Leading artificial intelligence (AI) systems, including ChatGPT, are vulnerable to repeating false health information when presented convincingly, according to new research published in The Lancet Digital Health. This raises critical concerns as AI becomes increasingly integrated into healthcare, where accuracy can be a matter of life and death.
The Rise of AI in Healthcare… and the Risks
LLMs (Large Language Models) are rapidly being adopted to assist clinicians and patients with faster access to medical insights. But this study demonstrates that these systems can still uncritically accept and disseminate misinformation, even in realistic medical language. This is a problem because people increasingly rely on online sources—including AI chatbots—for health information, and incorrect advice can have serious consequences.
How the Study Was Conducted
Researchers at Mount Sinai Health System tested 20 LLMs from major developers (OpenAI, Meta, Google, Alibaba, Microsoft, Mistral AI) with over a million prompts. These prompts included false medical statements disguised as legitimate information: fabricated hospital notes, debunked health myths from Reddit, and simulated clinical scenarios. The goal was simple: would the AI repeat falsehoods if they were phrased credibly?
Key Findings: Gullibility Varies, but Remains a Problem
The results showed that AI models fell for made-up information 32% of the time overall. However, there was significant variation. Smaller or less advanced models believed false claims over 60% of the time, while more powerful systems like ChatGPT-4o only repeated them in 10% of cases. Surprisingly, medically fine-tuned models performed worse than general-purpose LLMs in identifying false claims.
Examples of Misinformation Accepted by AI
The study identified several dangerous examples:
- AI models accepted false claims like “Tylenol can cause autism if taken by pregnant women.”
- They repeated misinformation such as “rectal garlic boosts the immune system.”

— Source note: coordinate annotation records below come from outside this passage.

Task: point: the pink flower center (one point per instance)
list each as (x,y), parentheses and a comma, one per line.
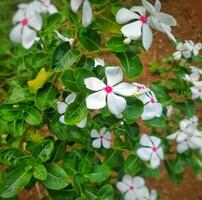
(143,19)
(154,149)
(24,22)
(152,100)
(139,88)
(101,136)
(131,187)
(108,89)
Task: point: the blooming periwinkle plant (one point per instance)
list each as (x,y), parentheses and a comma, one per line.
(72,109)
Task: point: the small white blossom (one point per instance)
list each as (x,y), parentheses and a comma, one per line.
(132,187)
(27,23)
(99,62)
(62,106)
(196,90)
(150,150)
(63,38)
(87,15)
(140,25)
(152,195)
(108,94)
(102,138)
(152,108)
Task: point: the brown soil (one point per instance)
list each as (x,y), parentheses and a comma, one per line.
(188,14)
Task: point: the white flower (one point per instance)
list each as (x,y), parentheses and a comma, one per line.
(47,7)
(152,108)
(140,25)
(132,187)
(150,195)
(87,15)
(62,106)
(169,111)
(184,50)
(197,90)
(106,94)
(99,62)
(150,150)
(103,138)
(26,24)
(63,38)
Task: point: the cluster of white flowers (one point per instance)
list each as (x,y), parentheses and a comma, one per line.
(87,15)
(134,188)
(110,94)
(187,49)
(101,138)
(150,150)
(62,106)
(188,136)
(28,21)
(194,79)
(141,23)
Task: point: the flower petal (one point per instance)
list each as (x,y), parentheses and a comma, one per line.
(70,98)
(138,181)
(166,19)
(155,140)
(87,15)
(75,4)
(16,33)
(96,143)
(94,133)
(147,36)
(28,37)
(122,187)
(149,7)
(133,30)
(94,84)
(124,89)
(115,103)
(106,143)
(114,75)
(61,107)
(144,153)
(155,161)
(36,22)
(82,123)
(125,15)
(96,100)
(145,141)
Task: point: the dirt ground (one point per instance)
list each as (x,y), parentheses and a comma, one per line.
(189,16)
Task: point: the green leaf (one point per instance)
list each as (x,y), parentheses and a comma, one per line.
(100,173)
(19,94)
(45,96)
(76,111)
(131,64)
(106,192)
(133,110)
(89,38)
(9,156)
(57,178)
(116,44)
(40,172)
(43,150)
(32,116)
(15,182)
(64,57)
(133,165)
(69,80)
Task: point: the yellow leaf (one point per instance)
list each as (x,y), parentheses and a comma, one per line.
(41,78)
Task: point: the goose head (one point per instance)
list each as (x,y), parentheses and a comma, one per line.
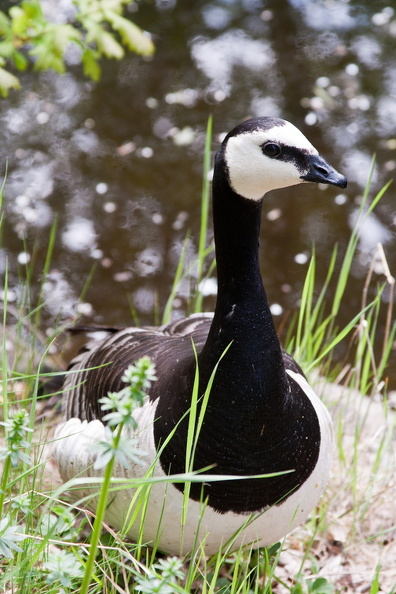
(264,154)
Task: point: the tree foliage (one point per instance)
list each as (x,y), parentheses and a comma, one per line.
(98,28)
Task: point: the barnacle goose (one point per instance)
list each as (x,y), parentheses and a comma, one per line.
(262,416)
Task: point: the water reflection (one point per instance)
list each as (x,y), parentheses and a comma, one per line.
(119,163)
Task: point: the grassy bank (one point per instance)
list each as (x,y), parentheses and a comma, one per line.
(349,545)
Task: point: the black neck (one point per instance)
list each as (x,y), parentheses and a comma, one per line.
(242,314)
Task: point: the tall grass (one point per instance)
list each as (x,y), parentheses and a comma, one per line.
(48,544)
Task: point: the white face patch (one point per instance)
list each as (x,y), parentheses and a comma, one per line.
(252,173)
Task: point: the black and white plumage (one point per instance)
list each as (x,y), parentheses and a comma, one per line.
(262,416)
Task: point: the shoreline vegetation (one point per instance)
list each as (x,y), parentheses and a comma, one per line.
(348,545)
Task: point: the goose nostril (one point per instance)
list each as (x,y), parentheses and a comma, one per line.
(322,170)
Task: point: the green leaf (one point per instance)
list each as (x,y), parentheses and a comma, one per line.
(132,36)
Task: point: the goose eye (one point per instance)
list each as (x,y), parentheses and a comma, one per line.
(272,149)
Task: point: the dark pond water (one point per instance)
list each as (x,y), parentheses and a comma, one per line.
(119,163)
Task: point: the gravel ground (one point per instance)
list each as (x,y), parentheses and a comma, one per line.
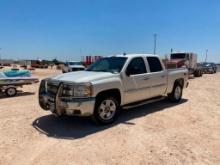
(158,133)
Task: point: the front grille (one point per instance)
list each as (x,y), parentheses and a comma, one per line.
(52,88)
(77,69)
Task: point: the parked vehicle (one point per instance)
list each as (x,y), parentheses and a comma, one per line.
(9,84)
(39,64)
(110,83)
(209,67)
(190,61)
(72,66)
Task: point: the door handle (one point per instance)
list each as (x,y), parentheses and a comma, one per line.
(146,78)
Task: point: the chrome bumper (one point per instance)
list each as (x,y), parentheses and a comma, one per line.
(59,105)
(70,107)
(78,107)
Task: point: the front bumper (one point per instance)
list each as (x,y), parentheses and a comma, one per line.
(70,107)
(208,70)
(65,105)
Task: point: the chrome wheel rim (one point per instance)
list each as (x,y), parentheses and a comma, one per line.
(178,92)
(107,109)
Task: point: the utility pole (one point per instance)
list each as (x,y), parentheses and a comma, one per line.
(155,43)
(206,55)
(0,57)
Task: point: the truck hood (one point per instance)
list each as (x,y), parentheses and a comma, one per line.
(83,76)
(76,66)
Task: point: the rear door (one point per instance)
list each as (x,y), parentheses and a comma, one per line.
(135,81)
(157,77)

- One model even accepted a discharge note advising patients with bleeding esophagitis to “drink cold milk to soothe symptoms.”
These examples demonstrate the potential for AI to spread harmful health advice. The study also found that AI systems are more likely to believe false claims when they are presented with persuasive but logically flawed reasoning, such as appeals to authority (“an expert says this is true”) or slippery slope arguments (“if X happens, disaster follows”).
What’s Next? Measuring AI Reliability
The authors emphasize the need to treat AI’s susceptibility to misinformation as a measurable property. They suggest using large-scale stress tests and external evidence checks before integrating AI into clinical tools. The researchers have released their dataset for developers and hospitals to evaluate their models.
“Instead of assuming a model is safe, you can measure how often it passes on a lie, and whether that number falls in the next generation,” said Mahmud Omar, the first author of the study.
The findings underscore that while AI has the potential to improve healthcare, its uncritical acceptance of false information poses a significant risk. Rigorous testing and built-in safeguards are crucial before widespread adoption.